# Fragen zum LCD-TV am PC



## Goldfinger (3. August 2010)

Ich spiele mit dem gedanken meinen 22" gegen einen 32" LCD-TV einzutauschen.
Zum einen ist ein grosses Bild ja immer attraktiv und zum anderen möchte ich meine X-Box 360 im Daddelzimmer nutzen können und dafür ist mein 22" etwas zu klein zumal er nur VGA und DVI Anschluss hat.

Jetzt habe ich mir den Artikel in der PCGH 04/2010 durchgelesen indem ja eigentlich steht das ein LCD-TV zum Zocken geeignet ist ABER nicht für CounterStrike-Source und Left4Dead.

Nun habe ich ein paar fragen:

1. Bezieht sich das nur auf die beiden Spiele oder allgemein auf Shooter.
2. Reicht meine GraKa für einen 32" @ 1920 x 1080 oder gar 2560 x 1600?
3. Welchen LCD-TV könntet ihr mir empfehlen?
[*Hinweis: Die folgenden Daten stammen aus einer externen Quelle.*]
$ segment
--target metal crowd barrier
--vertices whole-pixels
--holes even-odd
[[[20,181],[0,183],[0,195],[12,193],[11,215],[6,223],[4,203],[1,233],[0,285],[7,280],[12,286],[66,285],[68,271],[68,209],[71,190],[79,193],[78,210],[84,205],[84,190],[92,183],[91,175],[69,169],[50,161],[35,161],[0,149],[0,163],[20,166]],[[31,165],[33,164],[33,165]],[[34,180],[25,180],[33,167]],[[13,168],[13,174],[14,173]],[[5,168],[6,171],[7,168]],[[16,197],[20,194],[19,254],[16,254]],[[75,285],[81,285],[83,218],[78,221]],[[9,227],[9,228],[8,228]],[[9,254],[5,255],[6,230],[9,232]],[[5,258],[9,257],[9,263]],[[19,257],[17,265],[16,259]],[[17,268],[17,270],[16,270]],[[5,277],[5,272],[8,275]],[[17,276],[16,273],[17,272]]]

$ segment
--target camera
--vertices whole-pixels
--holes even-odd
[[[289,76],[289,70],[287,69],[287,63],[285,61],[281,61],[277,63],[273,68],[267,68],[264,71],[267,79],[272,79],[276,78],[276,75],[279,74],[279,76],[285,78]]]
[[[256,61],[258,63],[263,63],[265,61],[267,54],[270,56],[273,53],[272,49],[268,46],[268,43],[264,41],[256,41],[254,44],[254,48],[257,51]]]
Er sollte am besten min. 2 HDMI Anschlüsse haben, einen geringen Inputlag haben und max. 400€ kosten.

mfg


----------



## MasterOfDisaster 407 (3. August 2010)

Hallöchen, also ich hab einen Phillips PFL 7404 Full HD TV als Zweitmonitor.

1.Ich kann Shooter absolute problemlos zocken, auch Left 4 Dead 2
2.Ich kenn keinen 32 Zöller, der eine Auflösung von 2560 x 1600 hat.
3.den PFL 7404 gibts auch in 32 Zoll.

mfg


----------



## kelevra (3. August 2010)

Ich habe einen 40er an dem PC und Xbox dran hängen. Habe damit keine Probleme, auch nicht in Left 4 Dead 1/2.

Die meisten LCDs haben eine Auflösung von 1920x1080 (FullHD). Der GRafikkarte ist es dabei egal ob die Pixel auf 22, 32 oder 42 Zoll verteilt sind, die Anzahl der Pixel bleibt ja gleich.

In wie weit es für aktuelle Spiele mit der Graka reicht weiss ich nicht Dass wird vlt jemand anderes klären können. An sich ja keine schlechte Karte die 4890.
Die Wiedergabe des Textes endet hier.